O filho de doze anos vira-se para o pai, num destes belos dias de sol, dias que nos inspira a tudo, inclusive a tentar dialogar com certas pessoas, e diz:

      – Pai! Quero fazer balé, tocar piano e ser um grande enfermeiro quando crescer.

      O pai, que por um momento achou que o filho tirava-uma-com-sua-cara, olhou fixamente o filho e disparou:

      – Viado!

      – Huumm!?

      – Isto é coisa de viado! Homem-que-é-homem na sua idade tá é com os outros moleques jogando bola.

      – Mais pai! Eu gosto é de ficar com as meninas. Tem a Carlinha que estuda comigo…

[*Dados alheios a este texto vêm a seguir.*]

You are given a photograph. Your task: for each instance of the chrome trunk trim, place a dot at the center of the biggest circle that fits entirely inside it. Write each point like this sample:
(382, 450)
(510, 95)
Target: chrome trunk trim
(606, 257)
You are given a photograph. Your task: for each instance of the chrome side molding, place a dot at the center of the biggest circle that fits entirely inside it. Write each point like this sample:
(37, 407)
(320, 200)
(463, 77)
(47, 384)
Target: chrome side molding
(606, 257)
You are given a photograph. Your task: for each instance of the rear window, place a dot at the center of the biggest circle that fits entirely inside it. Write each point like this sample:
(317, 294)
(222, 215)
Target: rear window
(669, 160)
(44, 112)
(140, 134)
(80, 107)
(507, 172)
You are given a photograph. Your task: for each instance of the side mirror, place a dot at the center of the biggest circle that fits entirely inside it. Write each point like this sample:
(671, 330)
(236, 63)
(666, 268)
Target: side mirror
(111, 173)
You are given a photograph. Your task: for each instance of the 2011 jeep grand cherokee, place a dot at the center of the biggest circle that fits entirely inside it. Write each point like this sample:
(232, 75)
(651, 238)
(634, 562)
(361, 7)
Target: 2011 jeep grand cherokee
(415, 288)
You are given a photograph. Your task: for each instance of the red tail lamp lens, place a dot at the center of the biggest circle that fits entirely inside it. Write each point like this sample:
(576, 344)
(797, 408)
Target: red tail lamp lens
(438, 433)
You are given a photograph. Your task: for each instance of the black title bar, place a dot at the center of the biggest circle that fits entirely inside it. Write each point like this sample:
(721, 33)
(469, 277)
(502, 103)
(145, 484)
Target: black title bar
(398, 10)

      E o pai quase gritando:

      – Estudar com mulher!? Você vai ficar afeminado!

      Depois deste dia foi daí para pior. O garoto que poderia ter sido um grande bailarino, ou um habilidoso pianista, ou até mesmo um enfermeiro profissional, foi se desgostando. Seu pai, preocupado com o futuro másculo do filho, lhe repreendia a todo o momento. Corrigia o que em sua cabeça era um desvio de masculinidade.

      – Aonde você vai?

      – Vou à casa da vovó, tá!

      – Que tá o que rapaz! Que vovó que nada!

      E num tom mais calmo.

      – Olha filho, tem coisas que homem-que-é-homem não fala. Tá, em fim de frase?! Vovó?! E completou. Você deve dizer: "Aí pai, vou até a casa da minha vó. Falou!?".

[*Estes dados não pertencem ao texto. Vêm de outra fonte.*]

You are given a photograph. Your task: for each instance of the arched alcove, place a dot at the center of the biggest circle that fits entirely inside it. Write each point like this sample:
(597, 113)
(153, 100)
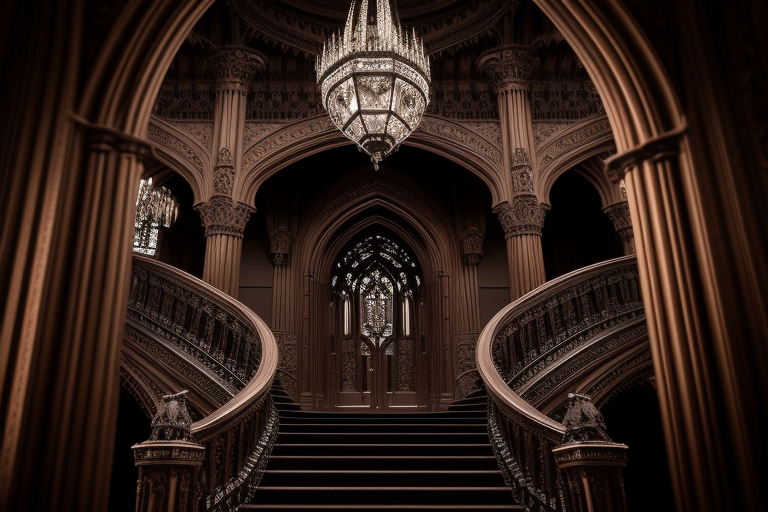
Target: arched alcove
(576, 231)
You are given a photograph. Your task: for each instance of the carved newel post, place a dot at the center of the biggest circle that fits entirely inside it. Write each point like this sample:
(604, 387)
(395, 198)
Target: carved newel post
(169, 462)
(522, 216)
(223, 217)
(589, 462)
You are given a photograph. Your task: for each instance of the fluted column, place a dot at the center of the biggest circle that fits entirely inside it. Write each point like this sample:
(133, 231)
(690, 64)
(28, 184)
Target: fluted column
(522, 220)
(60, 357)
(701, 362)
(509, 68)
(622, 223)
(224, 221)
(224, 218)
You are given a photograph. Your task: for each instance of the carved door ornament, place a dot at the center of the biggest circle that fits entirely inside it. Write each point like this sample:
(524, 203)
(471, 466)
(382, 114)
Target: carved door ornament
(375, 286)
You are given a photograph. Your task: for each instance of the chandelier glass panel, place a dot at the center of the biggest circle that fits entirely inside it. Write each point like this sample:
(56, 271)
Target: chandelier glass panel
(374, 78)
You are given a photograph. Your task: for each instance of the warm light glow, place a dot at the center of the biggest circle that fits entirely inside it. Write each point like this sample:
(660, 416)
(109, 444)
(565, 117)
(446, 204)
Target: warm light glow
(374, 78)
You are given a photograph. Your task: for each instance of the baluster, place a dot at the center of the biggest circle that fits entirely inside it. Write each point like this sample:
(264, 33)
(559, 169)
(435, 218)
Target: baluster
(153, 301)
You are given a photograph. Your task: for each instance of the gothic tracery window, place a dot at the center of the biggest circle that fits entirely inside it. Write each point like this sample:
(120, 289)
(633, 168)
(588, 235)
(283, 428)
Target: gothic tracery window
(155, 207)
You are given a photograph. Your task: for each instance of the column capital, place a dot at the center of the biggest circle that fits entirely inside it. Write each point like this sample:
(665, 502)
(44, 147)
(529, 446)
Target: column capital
(234, 67)
(472, 246)
(524, 215)
(223, 215)
(509, 67)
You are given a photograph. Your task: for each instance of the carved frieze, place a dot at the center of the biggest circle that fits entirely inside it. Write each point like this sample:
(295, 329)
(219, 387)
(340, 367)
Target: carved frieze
(185, 101)
(592, 131)
(175, 145)
(622, 221)
(286, 137)
(224, 173)
(283, 102)
(565, 101)
(522, 172)
(543, 132)
(462, 135)
(523, 216)
(222, 215)
(476, 104)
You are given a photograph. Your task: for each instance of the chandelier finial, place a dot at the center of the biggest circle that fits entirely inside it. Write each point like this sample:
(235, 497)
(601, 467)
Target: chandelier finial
(374, 78)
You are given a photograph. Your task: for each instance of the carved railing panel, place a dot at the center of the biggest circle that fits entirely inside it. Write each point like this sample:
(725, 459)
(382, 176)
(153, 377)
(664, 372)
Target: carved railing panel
(594, 312)
(197, 321)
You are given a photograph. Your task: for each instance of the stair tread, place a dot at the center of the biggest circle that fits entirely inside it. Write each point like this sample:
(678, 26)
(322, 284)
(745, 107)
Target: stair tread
(384, 471)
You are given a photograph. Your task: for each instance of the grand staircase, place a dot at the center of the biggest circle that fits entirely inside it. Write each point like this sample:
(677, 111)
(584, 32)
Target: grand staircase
(421, 461)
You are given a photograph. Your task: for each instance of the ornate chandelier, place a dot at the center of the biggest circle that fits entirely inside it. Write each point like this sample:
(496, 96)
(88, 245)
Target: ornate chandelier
(374, 79)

      O garoto encolheu os ombros e foi. Foi para a casa da vovó, pois sempre se referiu a sua avó desta maneira.

      – Mãe não quero comer hoje estou enjoado.

      E o pai aos gritos:

      – ENJOADO MENINO!? ISTO É COISA DE VIADO!

      E o garoto consigo mesmo: "Está cada vez mais reduzido o vocabulário do homem-que-é-homem. Qualquer dia não vamos mais falar. Só rosnar, ou relinchar, pelo que se vê.

      Os anos passaram e, de tanto o pai insistir, o garoto começou a sair com os moleques da rua. Saia mais e mais. Quase não tinha tempo para estudar em casa. Deixou de lado suas amigas. Começou a faltar na escola.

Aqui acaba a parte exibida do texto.